Since no regressions or test blockers are allowed between releases, it is also being identified as a blocker for this release. Please resolve ASAP.

Comment 26 Piotr Kliczewski 2018-06-28 13:10:37 UTC
This seems to be systemd bug and I would like to open one. Please provide systemd logs when the issue occurs so we can provide enough info for systemd devs to analyze.

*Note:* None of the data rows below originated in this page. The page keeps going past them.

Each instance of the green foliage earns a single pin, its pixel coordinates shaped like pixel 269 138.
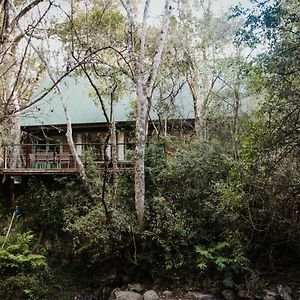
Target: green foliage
pixel 22 272
pixel 219 255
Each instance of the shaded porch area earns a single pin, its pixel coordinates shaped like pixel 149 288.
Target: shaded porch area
pixel 31 159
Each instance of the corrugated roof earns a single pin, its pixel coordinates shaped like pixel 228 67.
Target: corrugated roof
pixel 84 107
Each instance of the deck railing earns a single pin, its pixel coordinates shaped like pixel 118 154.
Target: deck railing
pixel 58 156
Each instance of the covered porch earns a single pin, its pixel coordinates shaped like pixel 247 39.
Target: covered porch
pixel 37 159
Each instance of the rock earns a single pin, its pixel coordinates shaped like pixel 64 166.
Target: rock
pixel 127 295
pixel 245 294
pixel 135 287
pixel 284 292
pixel 201 296
pixel 112 294
pixel 228 294
pixel 270 295
pixel 151 295
pixel 167 294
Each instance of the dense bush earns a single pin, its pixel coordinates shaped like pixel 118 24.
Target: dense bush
pixel 22 272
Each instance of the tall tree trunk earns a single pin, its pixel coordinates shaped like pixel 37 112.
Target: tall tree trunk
pixel 140 133
pixel 144 89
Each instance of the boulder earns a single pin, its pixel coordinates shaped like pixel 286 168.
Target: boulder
pixel 151 295
pixel 201 296
pixel 228 295
pixel 135 287
pixel 285 292
pixel 167 294
pixel 127 295
pixel 270 295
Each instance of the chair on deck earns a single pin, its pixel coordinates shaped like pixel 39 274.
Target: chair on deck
pixel 32 160
pixel 41 160
pixel 63 159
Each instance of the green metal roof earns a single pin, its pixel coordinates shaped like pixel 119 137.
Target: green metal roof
pixel 84 107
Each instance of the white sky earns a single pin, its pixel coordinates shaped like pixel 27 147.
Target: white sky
pixel 218 6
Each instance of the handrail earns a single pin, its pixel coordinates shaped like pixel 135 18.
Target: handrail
pixel 56 155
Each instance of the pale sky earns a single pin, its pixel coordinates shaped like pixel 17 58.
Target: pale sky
pixel 218 6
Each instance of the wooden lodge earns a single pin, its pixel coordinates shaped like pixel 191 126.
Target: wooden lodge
pixel 44 149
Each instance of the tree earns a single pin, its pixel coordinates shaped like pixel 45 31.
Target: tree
pixel 144 85
pixel 17 67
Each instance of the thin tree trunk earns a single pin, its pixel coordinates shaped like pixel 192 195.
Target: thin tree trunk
pixel 144 90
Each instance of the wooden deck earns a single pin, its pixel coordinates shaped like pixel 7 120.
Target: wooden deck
pixel 28 171
pixel 122 165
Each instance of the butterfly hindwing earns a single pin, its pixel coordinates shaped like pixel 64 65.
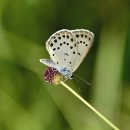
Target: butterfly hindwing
pixel 62 49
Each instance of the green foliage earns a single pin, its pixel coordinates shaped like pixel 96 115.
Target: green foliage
pixel 27 102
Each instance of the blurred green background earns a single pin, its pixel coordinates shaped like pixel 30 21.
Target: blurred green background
pixel 27 102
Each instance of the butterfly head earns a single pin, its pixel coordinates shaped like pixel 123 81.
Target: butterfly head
pixel 52 76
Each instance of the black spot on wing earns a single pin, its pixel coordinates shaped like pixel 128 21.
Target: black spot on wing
pixel 55 40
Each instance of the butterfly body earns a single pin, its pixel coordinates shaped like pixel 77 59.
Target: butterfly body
pixel 67 49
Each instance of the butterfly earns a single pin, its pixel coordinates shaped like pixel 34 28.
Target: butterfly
pixel 67 49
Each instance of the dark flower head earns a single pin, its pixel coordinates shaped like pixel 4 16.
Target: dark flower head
pixel 51 75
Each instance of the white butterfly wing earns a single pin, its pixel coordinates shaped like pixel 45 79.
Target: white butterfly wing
pixel 62 49
pixel 84 39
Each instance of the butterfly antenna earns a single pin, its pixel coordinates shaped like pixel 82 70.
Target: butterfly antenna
pixel 82 79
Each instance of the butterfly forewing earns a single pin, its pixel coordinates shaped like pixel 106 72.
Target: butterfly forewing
pixel 84 40
pixel 62 48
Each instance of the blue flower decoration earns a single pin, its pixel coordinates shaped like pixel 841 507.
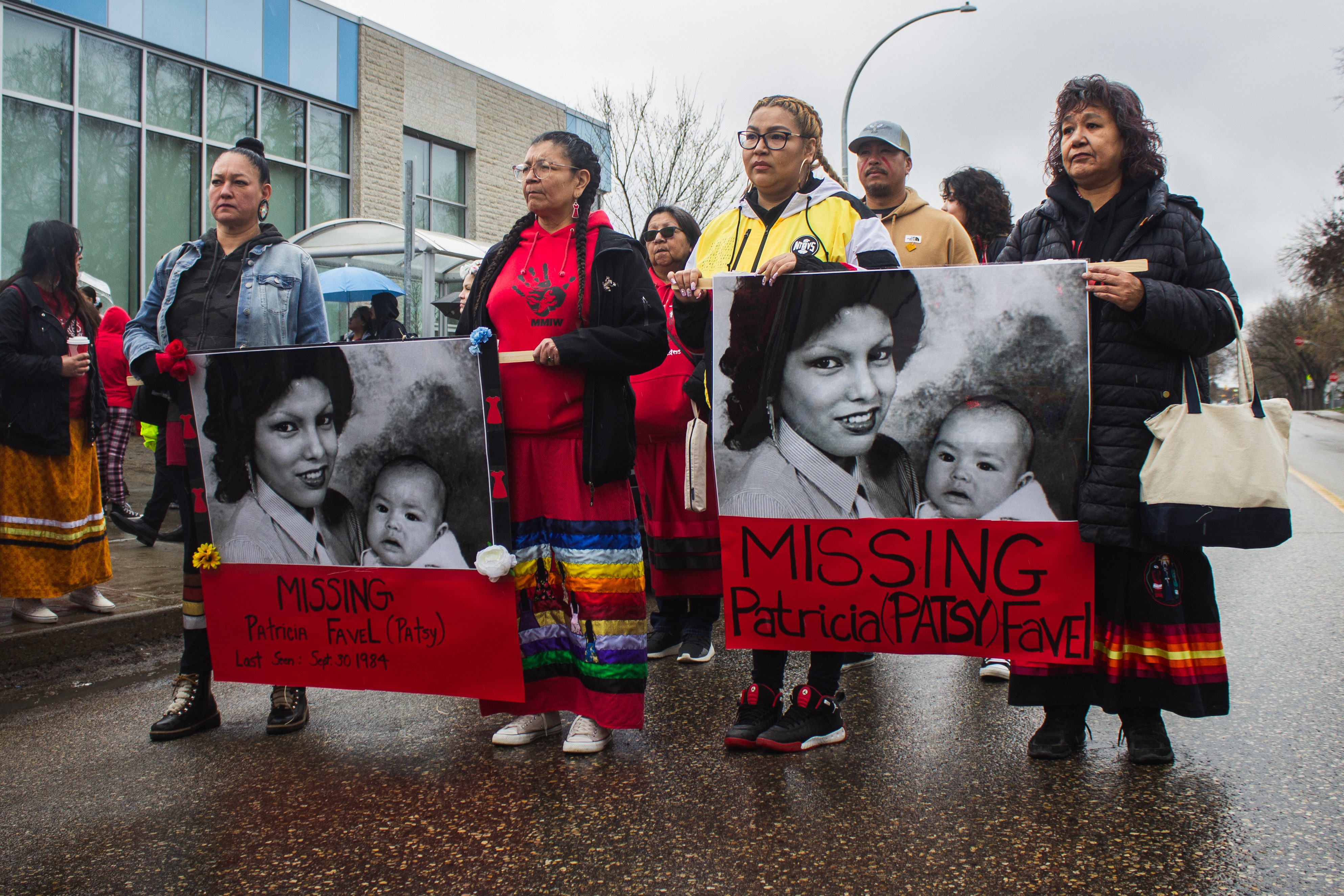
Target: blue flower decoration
pixel 480 336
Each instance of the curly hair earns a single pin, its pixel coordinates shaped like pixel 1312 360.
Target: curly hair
pixel 986 201
pixel 767 324
pixel 810 125
pixel 241 389
pixel 1143 156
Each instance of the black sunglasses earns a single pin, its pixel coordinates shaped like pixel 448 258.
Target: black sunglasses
pixel 667 233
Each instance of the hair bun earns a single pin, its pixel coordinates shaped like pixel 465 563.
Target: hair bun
pixel 253 144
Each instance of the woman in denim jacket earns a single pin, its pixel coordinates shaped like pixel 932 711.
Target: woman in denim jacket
pixel 241 285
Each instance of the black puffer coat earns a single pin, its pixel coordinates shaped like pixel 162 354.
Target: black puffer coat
pixel 1136 357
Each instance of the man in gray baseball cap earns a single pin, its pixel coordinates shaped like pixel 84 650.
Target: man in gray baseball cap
pixel 924 236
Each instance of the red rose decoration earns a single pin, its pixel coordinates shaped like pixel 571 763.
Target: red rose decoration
pixel 174 362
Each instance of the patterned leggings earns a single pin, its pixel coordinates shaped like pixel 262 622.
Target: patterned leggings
pixel 112 453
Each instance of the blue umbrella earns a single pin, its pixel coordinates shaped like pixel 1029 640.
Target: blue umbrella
pixel 355 285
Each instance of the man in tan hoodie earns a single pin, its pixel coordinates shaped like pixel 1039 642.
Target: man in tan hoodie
pixel 924 236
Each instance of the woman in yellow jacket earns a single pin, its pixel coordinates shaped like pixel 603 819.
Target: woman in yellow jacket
pixel 796 217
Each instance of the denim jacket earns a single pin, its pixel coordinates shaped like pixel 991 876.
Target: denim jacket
pixel 280 300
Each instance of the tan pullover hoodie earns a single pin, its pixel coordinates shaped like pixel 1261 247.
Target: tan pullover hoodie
pixel 928 237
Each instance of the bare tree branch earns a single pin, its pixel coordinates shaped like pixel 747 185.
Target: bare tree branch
pixel 675 158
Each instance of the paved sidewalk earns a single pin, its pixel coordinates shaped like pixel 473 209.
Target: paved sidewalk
pixel 146 588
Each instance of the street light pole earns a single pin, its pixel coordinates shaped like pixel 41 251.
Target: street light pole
pixel 844 116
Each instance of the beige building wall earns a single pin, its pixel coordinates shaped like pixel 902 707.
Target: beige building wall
pixel 404 85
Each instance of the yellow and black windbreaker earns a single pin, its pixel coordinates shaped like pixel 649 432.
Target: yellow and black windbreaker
pixel 825 224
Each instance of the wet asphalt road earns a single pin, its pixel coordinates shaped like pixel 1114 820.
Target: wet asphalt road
pixel 932 795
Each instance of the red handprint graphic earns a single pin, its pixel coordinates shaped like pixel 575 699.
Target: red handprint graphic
pixel 542 296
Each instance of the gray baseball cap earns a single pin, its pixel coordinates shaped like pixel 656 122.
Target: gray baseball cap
pixel 887 132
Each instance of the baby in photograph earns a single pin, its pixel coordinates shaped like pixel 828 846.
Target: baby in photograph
pixel 980 467
pixel 407 519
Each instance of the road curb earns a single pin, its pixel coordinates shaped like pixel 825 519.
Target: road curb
pixel 34 648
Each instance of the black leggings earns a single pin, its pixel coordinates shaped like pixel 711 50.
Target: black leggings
pixel 823 675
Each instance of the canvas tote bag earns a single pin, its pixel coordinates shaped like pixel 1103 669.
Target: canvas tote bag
pixel 1217 475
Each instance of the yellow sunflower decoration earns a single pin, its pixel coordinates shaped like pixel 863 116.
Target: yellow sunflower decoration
pixel 206 558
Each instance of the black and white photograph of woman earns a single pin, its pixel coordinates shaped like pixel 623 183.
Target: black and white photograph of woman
pixel 362 455
pixel 812 379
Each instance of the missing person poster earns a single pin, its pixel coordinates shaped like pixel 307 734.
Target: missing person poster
pixel 350 488
pixel 897 457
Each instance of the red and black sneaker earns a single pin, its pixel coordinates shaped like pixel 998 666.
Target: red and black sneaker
pixel 814 720
pixel 759 708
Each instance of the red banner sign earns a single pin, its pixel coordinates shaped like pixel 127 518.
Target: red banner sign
pixel 968 588
pixel 448 632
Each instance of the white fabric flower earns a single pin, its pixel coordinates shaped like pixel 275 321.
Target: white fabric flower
pixel 495 562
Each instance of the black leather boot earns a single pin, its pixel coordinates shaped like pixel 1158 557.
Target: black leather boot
pixel 288 710
pixel 193 710
pixel 1145 735
pixel 1064 733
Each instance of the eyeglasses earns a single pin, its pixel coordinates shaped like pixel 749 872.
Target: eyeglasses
pixel 667 233
pixel 542 170
pixel 773 140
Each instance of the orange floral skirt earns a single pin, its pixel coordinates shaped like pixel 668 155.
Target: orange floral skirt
pixel 53 536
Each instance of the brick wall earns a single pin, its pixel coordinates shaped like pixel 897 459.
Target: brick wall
pixel 377 131
pixel 402 85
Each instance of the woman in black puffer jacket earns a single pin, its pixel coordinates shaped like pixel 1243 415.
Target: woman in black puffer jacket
pixel 1158 640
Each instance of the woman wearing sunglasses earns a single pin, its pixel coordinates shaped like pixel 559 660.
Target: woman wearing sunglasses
pixel 683 543
pixel 796 217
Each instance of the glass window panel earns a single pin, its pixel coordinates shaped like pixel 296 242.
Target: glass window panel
pixel 449 220
pixel 109 77
pixel 172 206
pixel 37 57
pixel 330 139
pixel 36 168
pixel 312 50
pixel 93 11
pixel 418 151
pixel 283 125
pixel 328 198
pixel 174 96
pixel 109 203
pixel 178 25
pixel 287 199
pixel 230 109
pixel 449 171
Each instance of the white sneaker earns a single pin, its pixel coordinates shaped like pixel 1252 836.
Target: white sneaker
pixel 91 600
pixel 525 730
pixel 31 611
pixel 995 668
pixel 588 737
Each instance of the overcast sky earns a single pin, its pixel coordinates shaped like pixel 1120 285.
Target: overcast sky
pixel 1244 93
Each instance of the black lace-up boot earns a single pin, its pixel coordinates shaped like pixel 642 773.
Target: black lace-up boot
pixel 193 710
pixel 1145 735
pixel 288 710
pixel 1062 735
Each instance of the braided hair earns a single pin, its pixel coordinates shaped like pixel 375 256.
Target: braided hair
pixel 810 125
pixel 581 156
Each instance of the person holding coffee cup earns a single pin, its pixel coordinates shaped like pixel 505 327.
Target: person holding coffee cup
pixel 51 409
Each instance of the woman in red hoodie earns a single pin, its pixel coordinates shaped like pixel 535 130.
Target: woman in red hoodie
pixel 116 433
pixel 683 543
pixel 577 296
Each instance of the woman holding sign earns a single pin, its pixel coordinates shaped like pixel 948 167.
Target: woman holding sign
pixel 795 217
pixel 241 285
pixel 51 409
pixel 576 299
pixel 1158 640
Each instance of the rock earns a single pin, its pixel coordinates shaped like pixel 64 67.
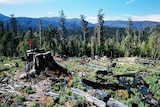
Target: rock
pixel 113 64
pixel 23 76
pixel 158 81
pixel 7 65
pixel 5 80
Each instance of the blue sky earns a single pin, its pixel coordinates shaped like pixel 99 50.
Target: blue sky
pixel 137 10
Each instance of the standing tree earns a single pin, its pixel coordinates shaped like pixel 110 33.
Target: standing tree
pixel 63 30
pixel 40 33
pixel 84 30
pixel 99 33
pixel 84 25
pixel 128 38
pixel 13 24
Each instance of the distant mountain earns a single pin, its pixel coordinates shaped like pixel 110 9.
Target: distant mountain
pixel 136 24
pixel 75 22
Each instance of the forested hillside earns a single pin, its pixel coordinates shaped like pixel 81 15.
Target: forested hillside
pixel 99 40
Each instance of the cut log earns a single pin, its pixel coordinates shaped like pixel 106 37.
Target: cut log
pixel 111 102
pixel 89 98
pixel 114 103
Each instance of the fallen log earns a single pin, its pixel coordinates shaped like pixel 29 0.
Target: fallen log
pixel 111 102
pixel 97 85
pixel 89 98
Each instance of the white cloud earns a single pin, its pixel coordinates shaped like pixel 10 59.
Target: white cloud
pixel 130 2
pixel 19 1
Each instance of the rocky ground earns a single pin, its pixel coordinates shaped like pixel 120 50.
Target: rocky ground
pixel 48 89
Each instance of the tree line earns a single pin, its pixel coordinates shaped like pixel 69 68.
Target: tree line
pixel 99 40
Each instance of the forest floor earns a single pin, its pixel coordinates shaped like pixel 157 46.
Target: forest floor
pixel 49 91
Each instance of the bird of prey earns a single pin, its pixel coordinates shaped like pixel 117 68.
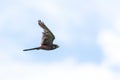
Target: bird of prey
pixel 47 39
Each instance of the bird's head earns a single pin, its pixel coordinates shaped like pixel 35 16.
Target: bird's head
pixel 54 46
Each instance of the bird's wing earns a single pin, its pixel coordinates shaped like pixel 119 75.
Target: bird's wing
pixel 48 36
pixel 37 48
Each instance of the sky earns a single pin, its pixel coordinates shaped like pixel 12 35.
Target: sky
pixel 87 31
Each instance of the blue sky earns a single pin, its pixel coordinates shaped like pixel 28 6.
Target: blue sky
pixel 88 33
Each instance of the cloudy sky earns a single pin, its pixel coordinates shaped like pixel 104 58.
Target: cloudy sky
pixel 88 33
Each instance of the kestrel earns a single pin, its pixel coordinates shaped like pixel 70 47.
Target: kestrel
pixel 47 39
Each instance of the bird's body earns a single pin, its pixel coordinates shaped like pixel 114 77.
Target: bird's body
pixel 47 39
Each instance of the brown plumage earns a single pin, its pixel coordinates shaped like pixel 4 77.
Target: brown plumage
pixel 47 39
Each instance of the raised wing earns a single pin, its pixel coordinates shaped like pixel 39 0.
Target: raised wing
pixel 48 36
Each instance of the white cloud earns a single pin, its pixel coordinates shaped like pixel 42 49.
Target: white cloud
pixel 65 70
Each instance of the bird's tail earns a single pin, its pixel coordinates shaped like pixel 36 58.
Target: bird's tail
pixel 37 48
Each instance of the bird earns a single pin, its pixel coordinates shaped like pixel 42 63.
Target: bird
pixel 47 39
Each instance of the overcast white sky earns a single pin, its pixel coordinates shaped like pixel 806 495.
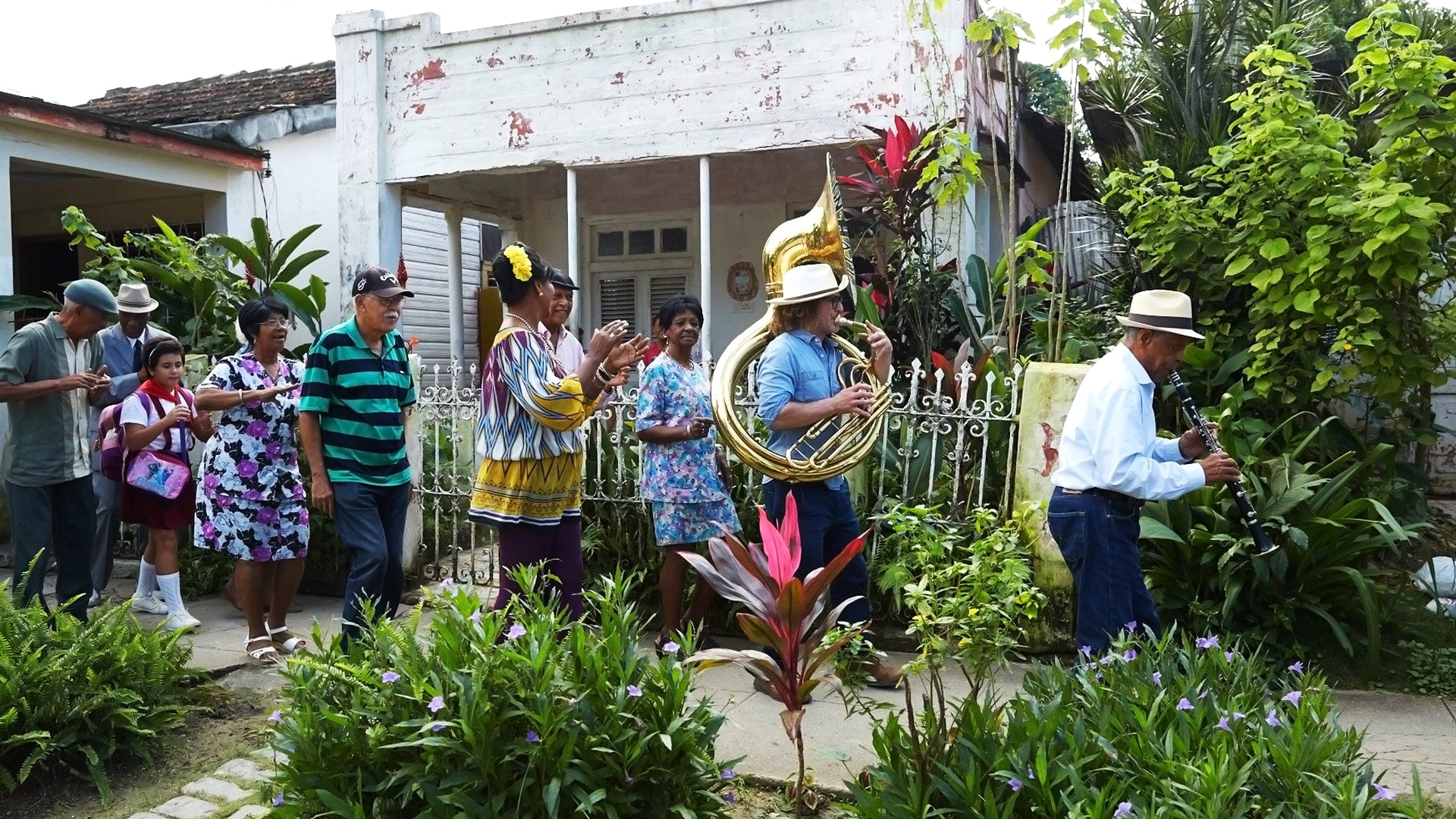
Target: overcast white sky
pixel 77 50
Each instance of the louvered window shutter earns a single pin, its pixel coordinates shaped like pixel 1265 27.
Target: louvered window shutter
pixel 617 299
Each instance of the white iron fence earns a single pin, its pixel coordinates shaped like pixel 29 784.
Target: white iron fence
pixel 946 442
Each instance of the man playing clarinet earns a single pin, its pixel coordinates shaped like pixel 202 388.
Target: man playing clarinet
pixel 1111 461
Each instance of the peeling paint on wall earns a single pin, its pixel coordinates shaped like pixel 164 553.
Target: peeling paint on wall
pixel 431 71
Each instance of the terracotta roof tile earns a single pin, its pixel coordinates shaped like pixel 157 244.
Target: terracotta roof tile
pixel 226 96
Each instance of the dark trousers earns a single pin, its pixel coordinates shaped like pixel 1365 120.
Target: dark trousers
pixel 558 545
pixel 372 528
pixel 827 523
pixel 55 521
pixel 1098 539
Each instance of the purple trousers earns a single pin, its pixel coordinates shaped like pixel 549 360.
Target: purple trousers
pixel 558 545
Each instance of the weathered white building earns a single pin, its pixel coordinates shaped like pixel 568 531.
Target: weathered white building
pixel 648 150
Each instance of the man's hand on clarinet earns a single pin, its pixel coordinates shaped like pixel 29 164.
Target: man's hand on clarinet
pixel 1191 444
pixel 1219 468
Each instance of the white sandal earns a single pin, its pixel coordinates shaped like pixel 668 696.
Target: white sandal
pixel 267 654
pixel 290 646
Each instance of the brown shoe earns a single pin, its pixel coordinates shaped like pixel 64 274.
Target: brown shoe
pixel 884 673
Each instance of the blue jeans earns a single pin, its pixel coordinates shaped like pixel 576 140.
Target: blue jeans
pixel 827 523
pixel 1098 539
pixel 57 521
pixel 372 528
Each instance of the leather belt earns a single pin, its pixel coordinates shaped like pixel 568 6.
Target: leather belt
pixel 1104 494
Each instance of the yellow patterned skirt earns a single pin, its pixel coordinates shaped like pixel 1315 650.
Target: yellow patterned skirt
pixel 538 491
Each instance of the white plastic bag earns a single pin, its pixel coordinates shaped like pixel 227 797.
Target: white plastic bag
pixel 1443 585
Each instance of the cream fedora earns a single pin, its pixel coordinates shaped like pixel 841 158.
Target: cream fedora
pixel 1166 311
pixel 810 281
pixel 134 297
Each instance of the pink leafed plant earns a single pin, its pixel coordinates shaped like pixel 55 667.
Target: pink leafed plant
pixel 783 613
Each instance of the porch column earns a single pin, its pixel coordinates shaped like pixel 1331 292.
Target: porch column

Comment 31 Michael Burman 2018-07-23 15:14:30 UTC
Verified on - vdsm-4.20.35-1.el7ev.x86_64

Upgraded libvirt-3.9.0-14.el7_5.2 > libvirt-3.9.0-14.el7_5.6.x86_64
Upgraded vdsm-4.20.25-1.el7ev > vdsm-4.20.35-1.el7ev.x86_64
vdsm is alive after upgrade

Comment 32 Sandro Bonazzola 2018-07-31 15:31:33 UTC
This bugzilla is included in oVirt 4.2.5 release, published on July 30th 2018.

Since the problem described in this bug report should be
resolved in oVirt 4.2.5 release, it has been closed with a resolution of CURRENT RELEASE.

If the solution does not work for you, please open a new bug report.